How many combinations and levels of italics, bold and ~~strikethrough~~, combined with escaped chars like * can your program handle?

How many combinations and levels of *italics*, **bold** and ~~strikethrough~~, combined with escaped chars like \* can your program handle?

ChubakPDP11+TakeWithGrainOfSalt@programming.dev · 3 months ago

So I’ll answer your question and ask a question back from anyone who can help me.

RE the nesting, I was under the impression that they can’t be combined when I made it. Then I read CommonMark’s specs and it seems like it’s possible.
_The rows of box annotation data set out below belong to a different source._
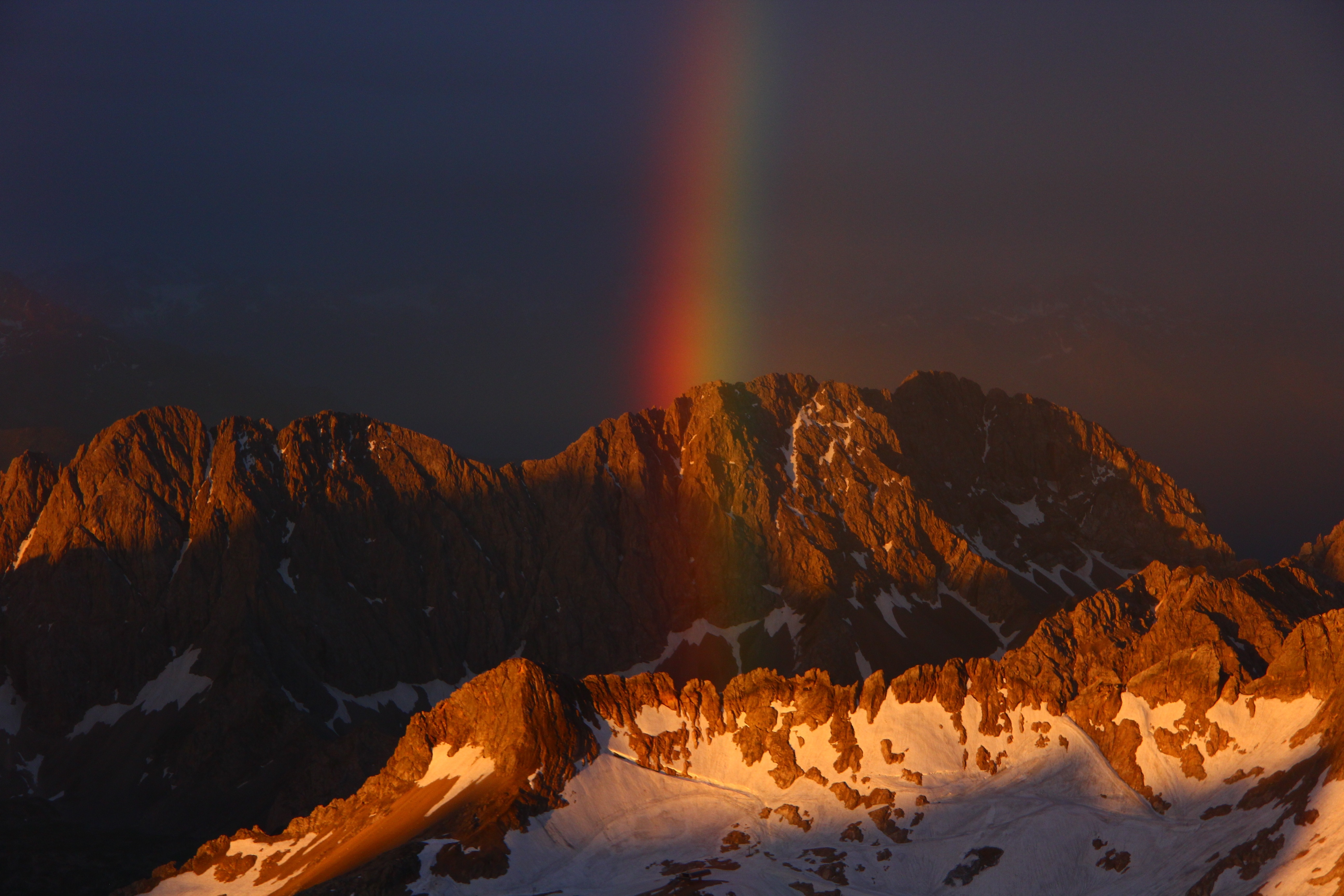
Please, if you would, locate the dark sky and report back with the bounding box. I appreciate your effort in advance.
[0,1,1344,559]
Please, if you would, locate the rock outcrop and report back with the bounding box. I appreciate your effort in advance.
[0,373,1236,892]
[134,540,1344,896]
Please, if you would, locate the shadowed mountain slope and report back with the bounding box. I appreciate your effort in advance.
[128,540,1344,896]
[0,373,1239,892]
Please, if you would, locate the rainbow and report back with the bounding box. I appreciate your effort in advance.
[633,0,767,407]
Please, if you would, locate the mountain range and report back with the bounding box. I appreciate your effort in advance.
[0,372,1344,896]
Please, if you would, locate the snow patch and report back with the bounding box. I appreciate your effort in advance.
[874,586,911,638]
[999,496,1046,525]
[620,619,759,677]
[66,647,214,740]
[9,521,38,570]
[765,605,802,641]
[415,744,495,818]
[0,674,25,738]
[853,650,872,678]
[276,557,298,594]
[323,674,459,731]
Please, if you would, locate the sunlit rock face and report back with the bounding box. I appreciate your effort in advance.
[0,373,1258,873]
[136,559,1344,896]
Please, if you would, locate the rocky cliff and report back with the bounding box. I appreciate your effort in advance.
[126,540,1344,896]
[0,373,1236,892]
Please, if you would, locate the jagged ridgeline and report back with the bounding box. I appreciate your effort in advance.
[0,373,1329,892]
[126,548,1344,896]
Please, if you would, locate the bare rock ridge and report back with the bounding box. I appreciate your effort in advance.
[0,373,1236,892]
[142,555,1344,896]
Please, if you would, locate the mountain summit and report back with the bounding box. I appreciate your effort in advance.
[0,373,1290,892]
It would be miserable to do this with a syntax-directed translation. I used ASDL to write up a tree, and added some features to asdl(1) so they would be handled more properly. I am not sure whether I should use a parser generator for this, but the nesting can be handled by Lex’s start conditions — if I fail to do so, I may use a PEG generator.

Now my question.

I think nesting and recursion are a good case for using a push-down parser here — I will still try and find a solution before I use an LR parser.

I avoid using Yacc because I honestly have no clue how to use it with a language like Markdown.

So my thinking is, I would just use a starting condition stack with Lex (I use Flex). It’s pretty simple. Let’s use a linked list so there are no limits.


struct stack { int state; stuct stack *next,  }

struct stack *top, *bottom;

void push ...

int pop ...

(I usually use typedefs though).

So now we have a psuedo-pushdown parser. What are these called?

I am still a beginner at this but one thing that worries me is, how would I handle the tree with this method?

With Yacc or PEG parser generators, it is easy to assign a value to a reduction/closure. But with this method, Flex won’t allow me. Unless I use too many variables.

I think I may use peg(1). I can even do the same stack thingy with PEG.

Any help is welcome.

Phrodo_00@lemmy.world · 3 months ago

HTML is not even a tree (XHTML is. XML is a type 2 grammar). SGML languages like HTML are more similar to Tree-adjoining grammars.

For example <b>This<i>is perfectly</b>valid</i> html.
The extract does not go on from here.